The MPs were on cue. As they trooped out, they refused to give bytes to the waiting media. Since then, very few ministers have interacted with the press. The council of ministers has had only one meeting and the government's mind on various issues is only a guess, hazy at best.

Government briefings have stopped. When the UPA was in power, there was a Group of Ministers (GoM) on Media that used to meet everyday at a fixed hour to analyse the events of the day GoM has been scrapped, along with the others.

Journalists who have been covering BJP for years and were on wonderful terms with party leaders are suddenly finding it hard to get through to them. Even when they do breach the wall, wanting to speak on a certain issue, all they get is a "cannot say anything" comment.

The government seems to have no media policy. Scanning government websites is a waste of time. Even the PMO website is more or less moribund. It's not yet updated. There is mention of 'Quest for Transparency' but RTI on officials in the PMO and their service details are not fully transparent.

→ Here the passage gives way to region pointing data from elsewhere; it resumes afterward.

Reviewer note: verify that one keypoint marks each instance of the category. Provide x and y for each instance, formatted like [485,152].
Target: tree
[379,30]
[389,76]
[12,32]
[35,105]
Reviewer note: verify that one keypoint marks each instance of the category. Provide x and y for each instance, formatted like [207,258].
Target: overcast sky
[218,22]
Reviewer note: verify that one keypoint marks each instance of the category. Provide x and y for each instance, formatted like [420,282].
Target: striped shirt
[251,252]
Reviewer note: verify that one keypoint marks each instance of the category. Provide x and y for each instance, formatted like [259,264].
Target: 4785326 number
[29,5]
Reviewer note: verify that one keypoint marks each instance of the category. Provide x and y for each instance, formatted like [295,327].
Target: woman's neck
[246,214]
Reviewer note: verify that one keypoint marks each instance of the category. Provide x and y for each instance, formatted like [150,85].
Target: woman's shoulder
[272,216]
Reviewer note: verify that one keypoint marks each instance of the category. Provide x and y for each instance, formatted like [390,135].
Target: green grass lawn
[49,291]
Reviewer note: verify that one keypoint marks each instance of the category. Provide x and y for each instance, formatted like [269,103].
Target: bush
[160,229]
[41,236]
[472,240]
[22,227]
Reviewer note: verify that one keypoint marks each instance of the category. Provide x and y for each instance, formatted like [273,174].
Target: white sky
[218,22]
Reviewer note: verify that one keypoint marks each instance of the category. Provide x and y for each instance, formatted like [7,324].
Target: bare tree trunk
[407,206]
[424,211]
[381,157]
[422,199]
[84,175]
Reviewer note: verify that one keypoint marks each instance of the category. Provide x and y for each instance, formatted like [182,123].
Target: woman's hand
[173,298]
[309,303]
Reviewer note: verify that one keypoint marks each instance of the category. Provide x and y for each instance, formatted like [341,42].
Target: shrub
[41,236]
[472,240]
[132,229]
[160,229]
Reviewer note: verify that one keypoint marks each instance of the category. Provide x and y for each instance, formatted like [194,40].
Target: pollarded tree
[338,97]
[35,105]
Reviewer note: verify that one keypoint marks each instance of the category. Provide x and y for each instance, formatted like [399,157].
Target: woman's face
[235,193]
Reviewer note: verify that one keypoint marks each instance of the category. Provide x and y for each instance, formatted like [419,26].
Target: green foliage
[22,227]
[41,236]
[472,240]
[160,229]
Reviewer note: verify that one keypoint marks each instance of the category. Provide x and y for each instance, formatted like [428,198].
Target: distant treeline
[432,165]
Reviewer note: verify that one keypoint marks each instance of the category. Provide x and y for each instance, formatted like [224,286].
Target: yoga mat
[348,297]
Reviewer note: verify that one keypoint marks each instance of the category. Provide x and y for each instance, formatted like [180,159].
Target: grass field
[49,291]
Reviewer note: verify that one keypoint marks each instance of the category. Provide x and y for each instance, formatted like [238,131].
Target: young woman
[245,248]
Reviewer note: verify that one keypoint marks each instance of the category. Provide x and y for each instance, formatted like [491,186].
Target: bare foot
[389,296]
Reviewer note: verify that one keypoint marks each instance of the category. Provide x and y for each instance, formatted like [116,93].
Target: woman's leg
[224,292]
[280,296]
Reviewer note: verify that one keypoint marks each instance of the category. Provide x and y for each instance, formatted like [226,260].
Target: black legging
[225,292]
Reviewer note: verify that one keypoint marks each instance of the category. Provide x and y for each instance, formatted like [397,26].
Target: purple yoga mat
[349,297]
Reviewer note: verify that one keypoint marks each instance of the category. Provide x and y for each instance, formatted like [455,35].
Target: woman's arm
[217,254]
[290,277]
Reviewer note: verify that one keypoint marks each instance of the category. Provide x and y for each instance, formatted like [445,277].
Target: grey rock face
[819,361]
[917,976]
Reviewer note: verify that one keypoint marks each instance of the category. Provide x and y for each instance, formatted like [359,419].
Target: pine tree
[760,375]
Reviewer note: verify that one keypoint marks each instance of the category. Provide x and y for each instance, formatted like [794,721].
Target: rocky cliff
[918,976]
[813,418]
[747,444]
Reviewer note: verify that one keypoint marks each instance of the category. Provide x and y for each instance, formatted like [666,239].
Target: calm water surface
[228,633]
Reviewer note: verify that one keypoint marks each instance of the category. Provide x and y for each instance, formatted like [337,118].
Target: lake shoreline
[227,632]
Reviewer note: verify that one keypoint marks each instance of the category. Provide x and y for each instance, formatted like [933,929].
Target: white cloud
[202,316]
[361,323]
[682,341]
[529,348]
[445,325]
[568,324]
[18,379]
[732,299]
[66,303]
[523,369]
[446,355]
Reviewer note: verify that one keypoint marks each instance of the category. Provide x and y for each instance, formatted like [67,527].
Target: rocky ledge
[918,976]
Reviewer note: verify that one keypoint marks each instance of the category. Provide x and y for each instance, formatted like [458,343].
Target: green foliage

Even PIB officials say they rely on Twitter to get to know what the government is up to and what and how much of the information should be told to the media. Press statements are drafted, based on tweets posted by the PMO. Narendra Modi has already underlined the importance of social media to interact with the people.

Delhi, where a hot news or a spicy gossip blew in with every gust of wind from the Yamuna, is looking like a parched state, looking for succour. The byte has gone out of the BJP.